El reconocimiento deportivo al arquero albirrojo Orlando Gill en San Lorenzo terminó en un tenso cruce político y mediático.
El concejal Isaac Rojas desató la polémica al quejarse públicamente de que, supuestamente, el futbolista lo ignoró a él y a su familia durante el evento de homenaje. El edil, visiblemente molesto, no dudó en utilizar la sesión de la Junta Municipal para arremeter contra el deportista, lanzando advertencias sobre lo efímera que puede ser la fama y criticando la supuesta falta de empatía del arquero del «Rayadito».
Ante este ataque, la esposa del futbolista, Meli, decidió romper el silencio y salir al cruce con una contundente defensa a través de sus plataformas digitales.

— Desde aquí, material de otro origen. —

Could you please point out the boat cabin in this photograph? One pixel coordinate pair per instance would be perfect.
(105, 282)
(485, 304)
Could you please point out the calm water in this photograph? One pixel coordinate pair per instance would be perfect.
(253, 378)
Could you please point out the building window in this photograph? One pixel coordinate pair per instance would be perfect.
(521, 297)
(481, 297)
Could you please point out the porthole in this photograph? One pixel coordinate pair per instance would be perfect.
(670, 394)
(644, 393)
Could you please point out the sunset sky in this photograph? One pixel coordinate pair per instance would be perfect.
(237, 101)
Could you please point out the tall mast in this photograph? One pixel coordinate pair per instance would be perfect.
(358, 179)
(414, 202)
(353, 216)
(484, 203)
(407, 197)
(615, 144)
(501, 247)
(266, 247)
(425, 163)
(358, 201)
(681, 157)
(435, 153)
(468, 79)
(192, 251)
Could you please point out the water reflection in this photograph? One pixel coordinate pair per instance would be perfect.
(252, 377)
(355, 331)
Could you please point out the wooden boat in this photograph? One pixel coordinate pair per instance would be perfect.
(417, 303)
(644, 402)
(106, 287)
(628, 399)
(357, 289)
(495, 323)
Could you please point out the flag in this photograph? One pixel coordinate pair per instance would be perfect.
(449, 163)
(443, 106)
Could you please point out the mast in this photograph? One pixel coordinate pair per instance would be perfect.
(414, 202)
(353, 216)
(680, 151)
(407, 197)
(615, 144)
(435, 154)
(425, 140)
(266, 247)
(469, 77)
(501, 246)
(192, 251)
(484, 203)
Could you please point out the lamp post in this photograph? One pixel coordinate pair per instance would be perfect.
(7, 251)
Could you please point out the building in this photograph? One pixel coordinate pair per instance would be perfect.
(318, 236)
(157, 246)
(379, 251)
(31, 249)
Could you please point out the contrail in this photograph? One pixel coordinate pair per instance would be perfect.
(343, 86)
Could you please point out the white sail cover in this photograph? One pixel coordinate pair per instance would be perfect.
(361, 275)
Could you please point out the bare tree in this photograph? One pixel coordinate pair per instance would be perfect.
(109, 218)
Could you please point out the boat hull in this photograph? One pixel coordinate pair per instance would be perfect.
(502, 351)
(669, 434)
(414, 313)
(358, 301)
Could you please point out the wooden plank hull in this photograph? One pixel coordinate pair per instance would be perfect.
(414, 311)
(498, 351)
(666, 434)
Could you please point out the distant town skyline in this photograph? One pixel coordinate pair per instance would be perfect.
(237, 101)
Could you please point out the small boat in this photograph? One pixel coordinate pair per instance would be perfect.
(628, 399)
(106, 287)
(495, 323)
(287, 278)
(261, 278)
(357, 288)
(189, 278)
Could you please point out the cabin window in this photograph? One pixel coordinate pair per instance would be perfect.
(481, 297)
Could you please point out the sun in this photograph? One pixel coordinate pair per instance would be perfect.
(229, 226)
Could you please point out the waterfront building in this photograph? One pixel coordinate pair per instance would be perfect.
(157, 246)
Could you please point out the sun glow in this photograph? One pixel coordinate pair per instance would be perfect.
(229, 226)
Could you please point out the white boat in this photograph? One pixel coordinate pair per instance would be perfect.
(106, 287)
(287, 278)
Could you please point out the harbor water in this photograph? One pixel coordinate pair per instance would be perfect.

La mujer aclaró de manera tajante que su marido «no es un robot» y que resulta absurdo pretender que, en medio de la euforia y el desorden de un homenaje masivo, el deportista estuviera pendiente de saludar individualmente a cada autoridad presente. Asimismo, lamentó que un servidor público intente desmeritar el logro de un atleta local simplemente por una cuestión de ego o por no haber recibido la atención que esperaba.
La respuesta de la pareja del arquero desnudó la molestia de la familia del deportista ante lo que consideran un intento de politizar un logro estrictamente profesional.
Meli fue tajante al señalar que los atletas no deben ser utilizados como herramientas de campaña ni ser blanco de presiones por parte de figuras políticas locales. De esta manera, el conflicto dejó en claro que la familia del arquero no está dispuesta a callarse ante los reclamos de los políticos de turno, priorizando el respeto al mérito deportivo por encima de cualquier protocolo municipal.